Produzido pela Ri7a - a Inteligência Artificial do R7

Agente penal foi morto a tiros durante discussão em quiosque no Recreio Reprodução/RECORD

O policial militar acusado de matar o policial penal Leonardo Figueiredo da Silva, no Recreio dos Bandeirantes, zona sudoeste do Rio de Janeiro, se entregou à Corregedoria da Polícia Militar no último sábado (5). O agente foi transferido para a 23ª DP (Méier) após a apresentação.

O crime aconteceu no dia 17 de agosto, no quiosque Mirroah Deck Bar, localizado na avenida Lúcio Costa.
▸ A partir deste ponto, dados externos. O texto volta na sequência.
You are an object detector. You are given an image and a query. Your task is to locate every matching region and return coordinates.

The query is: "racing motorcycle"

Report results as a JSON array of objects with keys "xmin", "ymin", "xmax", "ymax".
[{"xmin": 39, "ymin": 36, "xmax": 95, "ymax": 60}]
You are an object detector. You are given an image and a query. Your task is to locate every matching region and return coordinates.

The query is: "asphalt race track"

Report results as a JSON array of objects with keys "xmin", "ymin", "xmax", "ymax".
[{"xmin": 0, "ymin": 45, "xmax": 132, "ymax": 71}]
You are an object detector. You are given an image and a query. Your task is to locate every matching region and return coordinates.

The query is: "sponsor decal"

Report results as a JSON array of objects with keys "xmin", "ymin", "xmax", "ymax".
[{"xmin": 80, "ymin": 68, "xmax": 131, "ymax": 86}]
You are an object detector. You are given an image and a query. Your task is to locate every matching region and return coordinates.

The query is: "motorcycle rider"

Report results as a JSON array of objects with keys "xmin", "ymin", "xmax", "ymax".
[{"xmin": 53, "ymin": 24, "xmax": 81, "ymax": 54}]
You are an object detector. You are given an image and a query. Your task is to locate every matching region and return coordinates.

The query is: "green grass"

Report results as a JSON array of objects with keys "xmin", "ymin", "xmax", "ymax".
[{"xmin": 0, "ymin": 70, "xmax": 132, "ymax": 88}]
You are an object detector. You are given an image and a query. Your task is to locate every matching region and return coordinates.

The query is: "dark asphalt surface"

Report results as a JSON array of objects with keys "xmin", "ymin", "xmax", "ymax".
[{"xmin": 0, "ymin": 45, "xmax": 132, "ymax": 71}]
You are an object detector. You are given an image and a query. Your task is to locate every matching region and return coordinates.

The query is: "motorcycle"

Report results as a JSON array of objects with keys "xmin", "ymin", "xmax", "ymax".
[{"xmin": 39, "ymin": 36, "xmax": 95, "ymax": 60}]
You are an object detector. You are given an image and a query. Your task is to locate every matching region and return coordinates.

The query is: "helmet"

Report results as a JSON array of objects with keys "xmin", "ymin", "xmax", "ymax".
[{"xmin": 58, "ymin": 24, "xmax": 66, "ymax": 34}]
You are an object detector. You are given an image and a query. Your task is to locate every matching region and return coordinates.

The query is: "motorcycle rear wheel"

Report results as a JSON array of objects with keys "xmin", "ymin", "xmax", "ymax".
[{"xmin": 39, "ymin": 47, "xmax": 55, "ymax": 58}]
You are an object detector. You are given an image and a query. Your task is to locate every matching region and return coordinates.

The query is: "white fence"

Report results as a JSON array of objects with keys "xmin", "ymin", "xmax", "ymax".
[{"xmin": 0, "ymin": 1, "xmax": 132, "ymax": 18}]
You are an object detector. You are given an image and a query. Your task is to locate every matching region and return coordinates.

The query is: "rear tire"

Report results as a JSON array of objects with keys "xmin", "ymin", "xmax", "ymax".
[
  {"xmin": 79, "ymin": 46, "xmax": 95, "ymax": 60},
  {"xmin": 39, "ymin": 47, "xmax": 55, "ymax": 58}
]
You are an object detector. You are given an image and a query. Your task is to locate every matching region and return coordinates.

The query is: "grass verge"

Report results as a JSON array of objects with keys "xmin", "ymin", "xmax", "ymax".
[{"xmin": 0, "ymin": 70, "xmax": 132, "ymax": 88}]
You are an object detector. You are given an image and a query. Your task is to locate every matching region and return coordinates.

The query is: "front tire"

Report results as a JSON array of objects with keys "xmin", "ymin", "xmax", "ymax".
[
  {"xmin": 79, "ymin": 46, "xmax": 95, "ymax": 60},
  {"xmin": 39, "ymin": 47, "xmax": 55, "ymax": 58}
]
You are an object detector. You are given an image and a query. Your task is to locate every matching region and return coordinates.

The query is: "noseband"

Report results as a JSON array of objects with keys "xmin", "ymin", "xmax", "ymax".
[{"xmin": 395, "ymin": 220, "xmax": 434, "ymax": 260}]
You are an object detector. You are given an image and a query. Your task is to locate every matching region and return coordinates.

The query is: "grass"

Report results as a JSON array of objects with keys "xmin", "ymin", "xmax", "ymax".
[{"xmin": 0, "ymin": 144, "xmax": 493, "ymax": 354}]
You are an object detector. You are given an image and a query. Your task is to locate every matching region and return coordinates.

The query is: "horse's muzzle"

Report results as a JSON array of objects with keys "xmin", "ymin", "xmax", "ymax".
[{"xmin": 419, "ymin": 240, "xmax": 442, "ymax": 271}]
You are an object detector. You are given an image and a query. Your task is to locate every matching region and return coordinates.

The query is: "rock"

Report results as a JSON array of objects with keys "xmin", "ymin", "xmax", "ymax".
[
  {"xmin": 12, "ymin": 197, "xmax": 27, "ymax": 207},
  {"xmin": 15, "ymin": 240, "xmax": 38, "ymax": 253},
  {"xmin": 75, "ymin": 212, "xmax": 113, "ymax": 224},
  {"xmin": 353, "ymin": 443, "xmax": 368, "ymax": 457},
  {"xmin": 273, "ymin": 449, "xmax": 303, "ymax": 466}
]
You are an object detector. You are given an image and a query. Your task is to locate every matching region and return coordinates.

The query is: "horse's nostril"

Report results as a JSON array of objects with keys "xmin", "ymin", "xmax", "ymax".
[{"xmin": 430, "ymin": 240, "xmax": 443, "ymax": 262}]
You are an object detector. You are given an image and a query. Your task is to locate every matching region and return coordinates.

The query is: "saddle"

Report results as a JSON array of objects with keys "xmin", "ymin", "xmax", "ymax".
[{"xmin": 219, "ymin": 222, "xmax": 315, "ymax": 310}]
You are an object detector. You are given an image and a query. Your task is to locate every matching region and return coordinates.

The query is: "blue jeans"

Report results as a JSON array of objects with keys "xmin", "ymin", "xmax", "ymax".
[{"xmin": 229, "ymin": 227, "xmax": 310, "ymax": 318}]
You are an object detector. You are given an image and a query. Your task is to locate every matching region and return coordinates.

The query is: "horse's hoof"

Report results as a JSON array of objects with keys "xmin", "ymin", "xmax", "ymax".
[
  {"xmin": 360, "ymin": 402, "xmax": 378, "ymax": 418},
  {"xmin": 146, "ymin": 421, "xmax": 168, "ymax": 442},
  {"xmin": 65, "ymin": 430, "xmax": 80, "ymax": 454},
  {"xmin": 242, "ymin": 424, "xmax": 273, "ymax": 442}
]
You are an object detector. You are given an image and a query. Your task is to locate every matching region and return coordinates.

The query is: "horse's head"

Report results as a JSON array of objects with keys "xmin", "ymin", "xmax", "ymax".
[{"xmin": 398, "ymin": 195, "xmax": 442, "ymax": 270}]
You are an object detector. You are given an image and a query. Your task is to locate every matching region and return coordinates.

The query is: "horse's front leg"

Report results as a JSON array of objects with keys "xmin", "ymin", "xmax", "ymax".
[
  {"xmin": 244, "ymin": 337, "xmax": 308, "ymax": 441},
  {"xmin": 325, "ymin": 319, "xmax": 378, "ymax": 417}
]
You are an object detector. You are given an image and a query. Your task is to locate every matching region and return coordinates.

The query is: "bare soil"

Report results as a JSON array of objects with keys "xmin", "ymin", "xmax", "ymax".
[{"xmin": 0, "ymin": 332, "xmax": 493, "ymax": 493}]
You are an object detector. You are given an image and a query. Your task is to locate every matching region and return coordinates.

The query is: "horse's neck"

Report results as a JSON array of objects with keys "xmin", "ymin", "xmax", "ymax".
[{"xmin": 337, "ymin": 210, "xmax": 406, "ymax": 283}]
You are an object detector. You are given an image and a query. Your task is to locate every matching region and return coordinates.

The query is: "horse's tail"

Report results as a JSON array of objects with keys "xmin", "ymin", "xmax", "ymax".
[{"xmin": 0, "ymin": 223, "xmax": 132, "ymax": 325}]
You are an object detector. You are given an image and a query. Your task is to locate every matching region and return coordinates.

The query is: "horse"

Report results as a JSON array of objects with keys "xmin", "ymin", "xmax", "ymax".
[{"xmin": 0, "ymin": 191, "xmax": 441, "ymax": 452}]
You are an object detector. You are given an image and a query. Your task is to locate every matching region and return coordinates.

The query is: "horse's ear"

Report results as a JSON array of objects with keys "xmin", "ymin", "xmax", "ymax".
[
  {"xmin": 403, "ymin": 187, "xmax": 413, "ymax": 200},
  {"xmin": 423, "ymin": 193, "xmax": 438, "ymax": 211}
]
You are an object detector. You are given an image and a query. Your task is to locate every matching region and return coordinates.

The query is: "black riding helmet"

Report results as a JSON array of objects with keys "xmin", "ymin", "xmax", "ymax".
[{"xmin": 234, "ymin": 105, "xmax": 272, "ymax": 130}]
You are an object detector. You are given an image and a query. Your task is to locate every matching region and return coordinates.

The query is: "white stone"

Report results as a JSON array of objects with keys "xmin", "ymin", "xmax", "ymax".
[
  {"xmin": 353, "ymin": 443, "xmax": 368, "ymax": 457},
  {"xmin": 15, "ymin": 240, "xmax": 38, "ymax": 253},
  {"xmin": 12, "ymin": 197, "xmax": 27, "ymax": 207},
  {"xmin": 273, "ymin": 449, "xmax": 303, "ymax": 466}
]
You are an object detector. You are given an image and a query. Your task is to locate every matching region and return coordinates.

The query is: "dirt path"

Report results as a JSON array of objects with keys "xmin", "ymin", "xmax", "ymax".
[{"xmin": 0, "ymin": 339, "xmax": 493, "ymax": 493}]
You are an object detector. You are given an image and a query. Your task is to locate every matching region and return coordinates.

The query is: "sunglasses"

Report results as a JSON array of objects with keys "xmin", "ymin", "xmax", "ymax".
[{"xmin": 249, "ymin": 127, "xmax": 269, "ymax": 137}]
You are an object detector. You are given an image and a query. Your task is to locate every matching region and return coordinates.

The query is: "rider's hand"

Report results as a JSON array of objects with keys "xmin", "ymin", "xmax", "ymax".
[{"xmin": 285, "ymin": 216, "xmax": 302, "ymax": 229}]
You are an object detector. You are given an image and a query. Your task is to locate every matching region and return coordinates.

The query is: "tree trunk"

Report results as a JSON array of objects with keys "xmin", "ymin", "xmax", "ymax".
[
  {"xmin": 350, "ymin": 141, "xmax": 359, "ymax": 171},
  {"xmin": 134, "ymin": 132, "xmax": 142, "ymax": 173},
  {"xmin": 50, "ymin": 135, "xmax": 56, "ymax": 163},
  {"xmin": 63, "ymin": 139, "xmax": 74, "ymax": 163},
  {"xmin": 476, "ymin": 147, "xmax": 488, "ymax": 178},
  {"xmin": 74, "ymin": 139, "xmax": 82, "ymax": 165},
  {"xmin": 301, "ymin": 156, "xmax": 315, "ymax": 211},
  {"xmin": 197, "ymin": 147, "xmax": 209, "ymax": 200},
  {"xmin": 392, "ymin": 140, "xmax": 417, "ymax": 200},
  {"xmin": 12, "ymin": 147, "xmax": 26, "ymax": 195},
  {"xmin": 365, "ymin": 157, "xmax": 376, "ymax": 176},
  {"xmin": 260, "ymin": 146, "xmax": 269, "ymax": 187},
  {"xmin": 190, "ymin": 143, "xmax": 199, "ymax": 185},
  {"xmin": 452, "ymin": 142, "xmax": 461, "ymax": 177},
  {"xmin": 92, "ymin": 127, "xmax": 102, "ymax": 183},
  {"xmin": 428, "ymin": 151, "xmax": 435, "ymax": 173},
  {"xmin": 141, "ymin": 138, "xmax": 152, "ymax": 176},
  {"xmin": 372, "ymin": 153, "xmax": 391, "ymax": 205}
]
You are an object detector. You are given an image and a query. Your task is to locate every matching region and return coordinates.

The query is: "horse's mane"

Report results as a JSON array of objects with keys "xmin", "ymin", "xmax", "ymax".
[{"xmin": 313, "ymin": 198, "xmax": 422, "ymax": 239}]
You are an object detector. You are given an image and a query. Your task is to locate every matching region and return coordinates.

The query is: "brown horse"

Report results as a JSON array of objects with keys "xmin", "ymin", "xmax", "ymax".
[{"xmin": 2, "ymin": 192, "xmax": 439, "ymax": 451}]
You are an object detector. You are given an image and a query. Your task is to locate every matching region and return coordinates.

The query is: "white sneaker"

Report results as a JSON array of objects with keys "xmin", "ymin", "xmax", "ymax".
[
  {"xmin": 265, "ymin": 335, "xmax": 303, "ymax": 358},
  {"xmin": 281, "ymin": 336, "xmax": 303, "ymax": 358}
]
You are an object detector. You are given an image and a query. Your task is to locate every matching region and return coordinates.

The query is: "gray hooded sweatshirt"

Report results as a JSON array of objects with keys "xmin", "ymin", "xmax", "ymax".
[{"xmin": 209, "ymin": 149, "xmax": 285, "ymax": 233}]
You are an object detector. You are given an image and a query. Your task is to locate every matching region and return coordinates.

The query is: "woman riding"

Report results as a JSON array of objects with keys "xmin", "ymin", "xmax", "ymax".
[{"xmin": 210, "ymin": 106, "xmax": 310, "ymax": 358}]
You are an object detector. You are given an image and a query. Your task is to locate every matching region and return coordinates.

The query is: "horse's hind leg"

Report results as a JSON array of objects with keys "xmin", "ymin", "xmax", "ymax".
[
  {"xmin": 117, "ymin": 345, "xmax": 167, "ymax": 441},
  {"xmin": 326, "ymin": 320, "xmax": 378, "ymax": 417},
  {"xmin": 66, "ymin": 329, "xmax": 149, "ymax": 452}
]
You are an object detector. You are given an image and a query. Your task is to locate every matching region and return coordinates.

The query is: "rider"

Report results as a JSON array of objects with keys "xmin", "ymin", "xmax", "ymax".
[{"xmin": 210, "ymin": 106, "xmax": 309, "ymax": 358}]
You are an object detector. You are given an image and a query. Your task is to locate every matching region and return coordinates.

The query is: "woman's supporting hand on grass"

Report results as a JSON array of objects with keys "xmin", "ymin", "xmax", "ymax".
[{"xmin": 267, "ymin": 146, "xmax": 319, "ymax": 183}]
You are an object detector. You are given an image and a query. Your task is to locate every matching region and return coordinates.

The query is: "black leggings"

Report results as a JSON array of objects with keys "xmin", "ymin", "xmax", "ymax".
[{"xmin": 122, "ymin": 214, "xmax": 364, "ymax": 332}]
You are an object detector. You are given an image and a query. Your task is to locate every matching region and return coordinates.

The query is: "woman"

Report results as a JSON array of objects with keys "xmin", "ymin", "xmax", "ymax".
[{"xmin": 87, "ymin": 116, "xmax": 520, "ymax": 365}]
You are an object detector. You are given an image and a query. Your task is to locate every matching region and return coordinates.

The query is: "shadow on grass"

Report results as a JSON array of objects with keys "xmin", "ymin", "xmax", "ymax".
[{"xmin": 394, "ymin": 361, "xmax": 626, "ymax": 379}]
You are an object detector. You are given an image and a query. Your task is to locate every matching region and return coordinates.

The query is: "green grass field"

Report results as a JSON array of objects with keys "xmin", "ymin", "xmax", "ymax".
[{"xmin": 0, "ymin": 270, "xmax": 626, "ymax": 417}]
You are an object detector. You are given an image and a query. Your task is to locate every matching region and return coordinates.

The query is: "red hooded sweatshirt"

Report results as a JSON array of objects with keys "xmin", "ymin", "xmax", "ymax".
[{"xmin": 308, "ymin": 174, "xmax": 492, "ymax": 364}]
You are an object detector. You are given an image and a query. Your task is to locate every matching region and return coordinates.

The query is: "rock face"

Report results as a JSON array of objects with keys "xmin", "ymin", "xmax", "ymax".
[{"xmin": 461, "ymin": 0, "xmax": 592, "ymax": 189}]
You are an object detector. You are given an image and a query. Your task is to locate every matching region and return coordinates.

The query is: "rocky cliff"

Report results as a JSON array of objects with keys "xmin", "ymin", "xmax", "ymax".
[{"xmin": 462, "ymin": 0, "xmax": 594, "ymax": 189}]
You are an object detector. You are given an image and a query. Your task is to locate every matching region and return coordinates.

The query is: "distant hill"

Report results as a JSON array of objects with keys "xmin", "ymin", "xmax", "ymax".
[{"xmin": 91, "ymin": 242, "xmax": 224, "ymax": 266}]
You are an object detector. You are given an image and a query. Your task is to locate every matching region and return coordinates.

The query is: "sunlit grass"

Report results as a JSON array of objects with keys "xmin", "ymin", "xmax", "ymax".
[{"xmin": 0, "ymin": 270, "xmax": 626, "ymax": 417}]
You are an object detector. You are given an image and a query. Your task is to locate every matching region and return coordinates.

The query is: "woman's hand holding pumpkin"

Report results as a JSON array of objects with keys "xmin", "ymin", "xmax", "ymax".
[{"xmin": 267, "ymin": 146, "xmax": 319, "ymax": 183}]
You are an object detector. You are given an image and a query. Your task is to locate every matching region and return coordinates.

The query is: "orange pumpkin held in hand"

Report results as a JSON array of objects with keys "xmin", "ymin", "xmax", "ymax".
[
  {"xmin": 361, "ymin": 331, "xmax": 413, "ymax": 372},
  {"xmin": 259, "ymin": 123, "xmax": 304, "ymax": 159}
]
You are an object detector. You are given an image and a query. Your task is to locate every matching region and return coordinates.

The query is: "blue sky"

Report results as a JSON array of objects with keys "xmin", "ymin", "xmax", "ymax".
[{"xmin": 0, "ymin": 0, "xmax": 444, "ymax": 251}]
Segundo a Polícia Militar, Leonardo morreu após ser baleado durante uma discussão com o PM, que é lotado no 12º BPM (Niterói).


De acordo com as informações repassadas à polícia, os dois se envolveram em um desentendimento dentro do estabelecimento. O militar afirmou que teria sido agredido e que Leonardo teria efetuado vários disparos no local. Ainda segundo o relato apresentado pelo PM, ele reagiu e atirou contra o policial penal.

Agentes do 31º BPM (Recreio dos Bandeirantes) foram acionados para verificar uma ocorrência de homicídio e encontraram Leonardo caído no chão, já sem vida. O local foi isolado para a realização da perícia.


O PM foi levado inicialmente para a DHC (Delegacia de Homicídios da Capital), responsável pela investigação. Na ocasião, ele prestou depoimento e foi liberado.

O mandado de prisão contra o policial militar foi expedido na noite de sexta-feira (4). No dia seguinte, ele se apresentou espontaneamente na Corregedoria da Polícia Militar e, posteriormente, foi encaminhado para a 23ª DP.


A investigação busca esclarecer as circunstâncias da discussão e dos disparos que provocaram a morte do policial penal.